Les personnes physiques s’étant engagées en qualité de caution envers une personne morale disposent d’une possibilité d’être déchargée de leurs engagements si elles parviennent à démontrer qu’au jour de la souscription du cautionnement le montant de celui-ci était manifestement disproportionné à leurs biens et revenus.

 

Cette disposition légale est source d’un abondant contentieux, et la jurisprudence s’affine continuellement.

 

Voir par exemple :

 

https://www.avocat-delpoux.com/nouvelle-precision-sur-l-appreciation-de-la-proportionnalite-du-cautionnement_ad137.html

 

Ceci étant, prouver que le cautionnement était disproportionné au jour de sa souscription n’est pas toujours suffisant pour obtenir la décharge de la caution.

 

Ainsi, les dispositions légales prévoient que si au moment où la caution est appelée en paiement son patrimoine lui permet de faire face au montant réclamé, elle est finalement tenue au règlement, même si le cautionnement était effectivement  disproportionné au moment de la souscription.

 

La Chambre commerciale de la Cour de cassation a rendu le 30 janvier dernier un arrêt intéressant à cet égard.

 

La Cour a en effet jugé :

 

« Attendu que, pour accueillir la demande de la banque, l'arrêt retient que, si l'engagement de caution de M. Y... était manifestement disproportionné à ses biens et revenus à la date de sa souscription, la somme de 65 000 euros a été versée à la banque à la suite de la vente d'un bien immobilier appartenant à la caution, sur lequel la banque avait fait inscrire une hypothèque au titre de sa créance, de sorte que, son patrimoine lui ayant permis de faire face à son obligation, M. Y... ne pouvait être déchargé de son engagement ;

 

Qu'en statuant ainsi, alors que la capacité de la caution à faire face à son engagement au moment où elle est appelée s'apprécie au regard de l'ensemble des éléments d'actif et de passif composant son patrimoine et ne peut résulter de la seule existence de liquidités d'un montant supérieur à la somme due au titre de cet engagement, la cour d'appel a violé le texte susvisé ».

 

(Cass.

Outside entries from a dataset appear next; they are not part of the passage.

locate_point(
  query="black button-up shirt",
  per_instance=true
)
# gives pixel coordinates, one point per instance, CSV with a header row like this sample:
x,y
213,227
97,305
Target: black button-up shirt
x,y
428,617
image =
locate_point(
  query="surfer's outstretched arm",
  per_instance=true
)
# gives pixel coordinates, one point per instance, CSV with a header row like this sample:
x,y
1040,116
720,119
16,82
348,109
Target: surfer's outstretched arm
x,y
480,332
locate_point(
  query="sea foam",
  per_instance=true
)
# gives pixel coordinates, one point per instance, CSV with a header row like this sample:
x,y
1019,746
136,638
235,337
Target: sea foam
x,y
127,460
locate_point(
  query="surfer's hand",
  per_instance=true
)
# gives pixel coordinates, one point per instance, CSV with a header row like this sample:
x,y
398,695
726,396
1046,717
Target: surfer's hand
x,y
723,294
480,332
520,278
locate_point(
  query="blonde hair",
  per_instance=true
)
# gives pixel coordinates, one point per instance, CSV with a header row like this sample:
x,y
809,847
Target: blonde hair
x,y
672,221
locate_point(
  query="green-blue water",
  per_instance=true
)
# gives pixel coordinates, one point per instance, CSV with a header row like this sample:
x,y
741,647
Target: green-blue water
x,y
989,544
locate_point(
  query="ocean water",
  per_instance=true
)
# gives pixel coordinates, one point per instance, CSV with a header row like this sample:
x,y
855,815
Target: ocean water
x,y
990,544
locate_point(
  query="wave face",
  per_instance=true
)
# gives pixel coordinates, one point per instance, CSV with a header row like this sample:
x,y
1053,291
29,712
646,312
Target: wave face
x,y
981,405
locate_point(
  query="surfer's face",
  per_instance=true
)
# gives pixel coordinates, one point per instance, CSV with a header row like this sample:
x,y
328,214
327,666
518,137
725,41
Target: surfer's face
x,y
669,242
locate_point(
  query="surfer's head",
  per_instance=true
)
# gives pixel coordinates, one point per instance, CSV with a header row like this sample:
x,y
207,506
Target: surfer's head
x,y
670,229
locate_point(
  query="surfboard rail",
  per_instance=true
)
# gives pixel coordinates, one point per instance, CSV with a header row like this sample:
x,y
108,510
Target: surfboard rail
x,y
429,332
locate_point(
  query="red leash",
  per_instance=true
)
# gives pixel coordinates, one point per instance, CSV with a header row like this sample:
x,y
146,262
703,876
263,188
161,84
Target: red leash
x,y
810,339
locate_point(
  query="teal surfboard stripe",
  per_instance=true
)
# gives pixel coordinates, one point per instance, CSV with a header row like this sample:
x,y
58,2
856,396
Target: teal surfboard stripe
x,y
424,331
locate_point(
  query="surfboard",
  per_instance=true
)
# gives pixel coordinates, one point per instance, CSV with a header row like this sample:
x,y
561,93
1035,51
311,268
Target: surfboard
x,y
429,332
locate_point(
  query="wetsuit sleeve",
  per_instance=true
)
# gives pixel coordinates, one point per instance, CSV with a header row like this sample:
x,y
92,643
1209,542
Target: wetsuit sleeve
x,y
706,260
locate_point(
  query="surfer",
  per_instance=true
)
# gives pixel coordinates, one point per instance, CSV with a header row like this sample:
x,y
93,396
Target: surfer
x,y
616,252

Com. 30 janvier 2019, pourvoi n°17-31011)

 

https://www.legifrance.gouv.fr/affichJuriJudi.do?oldAction=rechJuriJudi&idTexte=JURITEXT000038112192&fastReqId=1499144956&fastPos=1

 

En substance, la Cour d’appel de CAEN avait estimé que l’engagement souscrit par la caution était disproportionné au moment de sa conclusion, mais que la capacité de la caution à faire face à l’engagement au moment où elle avait été appelée en paiement résultait de la remise à la banque d’une somme correspondant au montant de l’engagement, somme versée suite à la vente d’un bien immobilier sur lequel la banque avait inscrit une hypothèque.

 

La Cour d’appel en déduisait que la caution était en quelque sorte revenue à « meilleure fortune », et qu’elle était donc tenue au paiement.

 

La Cour de cassation rejette ce raisonnement.

 

La Chambre commerciale estime ainsi que la capacité de la caution à faire face à son engagement au jour où elle est appelée doit s’apprécier au regard de l’ensemble de son patrimoine (qui comprend donc l’actif mais également le passif) de la caution.

 

Le simple fait que la caution dispose de liquidités d’un montant supérieur à la somme réclamée est insuffisant à caractériser la capacité à faire face à l’engagement.

 

En effet, il est permis d’imaginer que les dettes de la caution soient telles que même en présence de liquidités suffisantes pour procéder au paiement de l’engagement de caution, le patrimoine de la celle-ci peut en réalité être « négatif ».

 

Le Juge du fond doit donc procéder à une appréciation globale du patrimoine de la caution au moment de la demande de paiement ; l’étendue de cette appréciation n’est d’ailleurs pas sans rappeler dans les grandes lignes la façon d’apprécier la disproportion du cautionnement au moment de la souscription.

 

La portée de cette décision est néanmoins à prendre avec prudence ; en effet l’arrêt en question n’a pas été publié au bulletin, signe que la Cour de cassation a pu estimer qu’il s’agissait d’un cas d’espèce (il n’est d’ailleurs pas certain que la caution soit effectivement déchargée de son engagement à l’issue de l’appel sur renvoi après cassation).

 

La solution retenue quant à la méthode d’appréciation du patrimoine de la caution au jour où on lui réclame le paiement n’en demeure pas moins éclairante.